Die für den Beschuldigten tätigen Rechtsanwälte, Wirtschaftsprüfer, Notare und Steuerberater unterliegen der gesetzlichen Schweigepflicht, die allerdings immer weiter ausgehöhlt wird. Dennoch darf keine Befreiung von der Verschwiegenheitspflicht erfolgen, bevor dies nicht von der Verteidigung aus Gründen der Rechtesicherung ausdrücklich befürwortet wird. Beachten sie stets, dass es eine Teilbefreiung nicht geben kann. Ist eine Befreiung einmal erklärt, muß sich der Berater umfassend erklären, was auch negative Folgen haben kann. Auch hier gilt der Grundsatz: „Schweigen ist Gold“.

j. Vernichtung von Unterlagen vermeiden

Die Vernichtung von Unterlagen oder die Erschwernis der Untersuchung durch beiseite geschaffte Dokumente kann eine Verdunkelungsgefahr begründen und damit einen Haftgrund. Die Gefahr einer Strafvereitelung oder eine Beihilfe hierzu ist ebenfalls immer zu vermeiden. Sie erkennen: Guter Rat und die richtige Vorbereitung sind an dieser Stelle teuer.

k.
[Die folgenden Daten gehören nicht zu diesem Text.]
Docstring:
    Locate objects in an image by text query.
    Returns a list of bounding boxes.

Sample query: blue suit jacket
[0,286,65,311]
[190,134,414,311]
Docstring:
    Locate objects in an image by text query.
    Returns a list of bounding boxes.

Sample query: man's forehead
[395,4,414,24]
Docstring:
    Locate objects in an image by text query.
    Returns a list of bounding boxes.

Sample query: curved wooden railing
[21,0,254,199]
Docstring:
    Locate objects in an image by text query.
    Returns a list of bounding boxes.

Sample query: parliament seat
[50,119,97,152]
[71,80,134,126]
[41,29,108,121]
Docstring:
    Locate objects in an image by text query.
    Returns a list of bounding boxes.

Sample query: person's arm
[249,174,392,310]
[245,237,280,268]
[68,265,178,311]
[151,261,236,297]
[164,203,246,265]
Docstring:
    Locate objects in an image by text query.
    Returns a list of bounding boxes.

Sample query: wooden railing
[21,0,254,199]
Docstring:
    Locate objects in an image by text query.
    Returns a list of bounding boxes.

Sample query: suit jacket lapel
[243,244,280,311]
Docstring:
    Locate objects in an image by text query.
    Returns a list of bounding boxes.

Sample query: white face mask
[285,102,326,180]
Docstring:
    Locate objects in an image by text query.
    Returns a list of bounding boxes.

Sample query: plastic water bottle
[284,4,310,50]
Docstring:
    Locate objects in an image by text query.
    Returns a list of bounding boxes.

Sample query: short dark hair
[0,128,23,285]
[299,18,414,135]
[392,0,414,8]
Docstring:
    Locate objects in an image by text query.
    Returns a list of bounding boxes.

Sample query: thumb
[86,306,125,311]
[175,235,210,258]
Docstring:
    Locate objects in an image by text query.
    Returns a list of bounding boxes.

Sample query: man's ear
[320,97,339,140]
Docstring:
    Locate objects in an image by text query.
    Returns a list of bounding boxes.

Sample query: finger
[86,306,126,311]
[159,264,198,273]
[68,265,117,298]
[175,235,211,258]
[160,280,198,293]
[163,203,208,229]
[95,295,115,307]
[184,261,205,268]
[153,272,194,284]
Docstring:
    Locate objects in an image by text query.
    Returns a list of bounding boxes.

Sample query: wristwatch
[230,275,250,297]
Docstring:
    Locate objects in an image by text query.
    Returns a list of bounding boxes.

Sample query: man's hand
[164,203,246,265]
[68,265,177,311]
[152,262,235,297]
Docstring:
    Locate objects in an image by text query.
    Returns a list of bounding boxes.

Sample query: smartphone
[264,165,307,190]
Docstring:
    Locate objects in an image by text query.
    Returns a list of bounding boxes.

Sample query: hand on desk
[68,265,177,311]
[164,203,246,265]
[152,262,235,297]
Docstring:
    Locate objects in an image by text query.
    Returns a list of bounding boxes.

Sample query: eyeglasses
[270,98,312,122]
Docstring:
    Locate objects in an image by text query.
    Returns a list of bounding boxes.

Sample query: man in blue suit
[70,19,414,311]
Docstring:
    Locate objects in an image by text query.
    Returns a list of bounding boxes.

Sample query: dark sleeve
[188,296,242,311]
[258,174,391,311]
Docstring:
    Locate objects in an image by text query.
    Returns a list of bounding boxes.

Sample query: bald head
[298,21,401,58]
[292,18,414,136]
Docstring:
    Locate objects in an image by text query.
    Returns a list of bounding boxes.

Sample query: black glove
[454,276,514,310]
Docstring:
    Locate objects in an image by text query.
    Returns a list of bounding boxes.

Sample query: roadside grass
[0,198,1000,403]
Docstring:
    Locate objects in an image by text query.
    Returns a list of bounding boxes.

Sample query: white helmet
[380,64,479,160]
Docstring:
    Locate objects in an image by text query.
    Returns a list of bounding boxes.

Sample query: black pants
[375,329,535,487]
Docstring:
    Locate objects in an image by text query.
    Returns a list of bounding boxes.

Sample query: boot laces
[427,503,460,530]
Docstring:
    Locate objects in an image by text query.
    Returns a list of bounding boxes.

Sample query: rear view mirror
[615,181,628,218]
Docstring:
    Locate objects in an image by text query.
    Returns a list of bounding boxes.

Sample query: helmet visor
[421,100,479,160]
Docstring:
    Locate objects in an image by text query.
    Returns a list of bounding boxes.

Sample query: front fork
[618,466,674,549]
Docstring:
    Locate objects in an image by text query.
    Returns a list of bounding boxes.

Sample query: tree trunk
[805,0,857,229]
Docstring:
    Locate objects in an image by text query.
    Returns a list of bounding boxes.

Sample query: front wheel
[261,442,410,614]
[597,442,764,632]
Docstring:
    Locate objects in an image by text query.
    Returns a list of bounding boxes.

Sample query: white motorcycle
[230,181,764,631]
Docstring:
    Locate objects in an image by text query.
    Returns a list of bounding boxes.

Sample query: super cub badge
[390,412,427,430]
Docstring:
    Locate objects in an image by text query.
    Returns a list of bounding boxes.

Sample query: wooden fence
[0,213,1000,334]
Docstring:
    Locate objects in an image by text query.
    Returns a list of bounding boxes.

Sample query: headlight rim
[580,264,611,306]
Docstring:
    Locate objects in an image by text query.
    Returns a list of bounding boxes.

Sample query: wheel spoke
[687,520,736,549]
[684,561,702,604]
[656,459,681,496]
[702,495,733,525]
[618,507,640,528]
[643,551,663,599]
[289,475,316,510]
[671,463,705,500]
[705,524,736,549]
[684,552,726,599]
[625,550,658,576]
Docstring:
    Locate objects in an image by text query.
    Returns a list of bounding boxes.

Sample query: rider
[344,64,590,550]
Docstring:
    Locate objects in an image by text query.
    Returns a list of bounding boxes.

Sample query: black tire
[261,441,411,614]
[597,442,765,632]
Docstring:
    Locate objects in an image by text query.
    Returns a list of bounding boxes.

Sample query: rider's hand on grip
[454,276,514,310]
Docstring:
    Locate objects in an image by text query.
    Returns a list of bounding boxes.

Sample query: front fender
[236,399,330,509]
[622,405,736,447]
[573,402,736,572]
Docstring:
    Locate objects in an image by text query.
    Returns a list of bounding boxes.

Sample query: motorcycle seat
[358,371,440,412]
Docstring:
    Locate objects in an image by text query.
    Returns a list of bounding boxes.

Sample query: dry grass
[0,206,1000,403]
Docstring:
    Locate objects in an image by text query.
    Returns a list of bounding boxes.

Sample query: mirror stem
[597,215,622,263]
Durchsuchung von EDV und elektronischen Speichermedien

Auf Anordnung der Staatsanwaltschaft – stets prüfen und gegebenenfalls telefonisch kontrollieren – können Polizeibeamte neuerdings auch Festplatten oder sonstige Speichermedien überprüfen.

2. Ergebnis

Es ist nicht strafbar, die Ermittlungsbehörden bei der Tätigkeit zu unterstützen und mit umfassendem Material im Interesse einer ebenso hoffentlich umfassenden Ermittlung zu unterstützen. Was dazu beiträgt, kann erst sehr viel später festgestellt werden. Nicht selten ist es angesichts unklarer Umstände empfehlenswert Zeit zu gewinnen. Langanhaltende Ermittlungen sind dabei mitunter von Vorteil. Es empfiehlt sich weiterhin im Interesse der Aufrechterhaltung des Geschäftsbetriebes Kopien von wichtigen Dokumenten vorzuhalten, um jederzeit handlungsfähig zu bleiben. Wichtige Abschriften oder auch Kopien von Datenträgern sollten in digitaler Form ausgelagert werden. Soweit die Auslagerung in eine Datenbank im Internet erfolgt, sollte diese auch nach langer Zeit noch zur Verfügung stehen.

Ein Tipp:

Je nach Standort kann es sinnvoll sein, einen kompetenten Anwalt von außerhalb zu beauftragen. Gleiches gilt im Bereich der Steuerberatung. Ihr Umfeld erhält auf diese Weise nicht unmittelbar Einblick in Ihren höchstpersönlichen Angelegenheiten. Das hat Vorteile gerade in Kleinstädten. Höhere Kosten sind damit selten verbunden.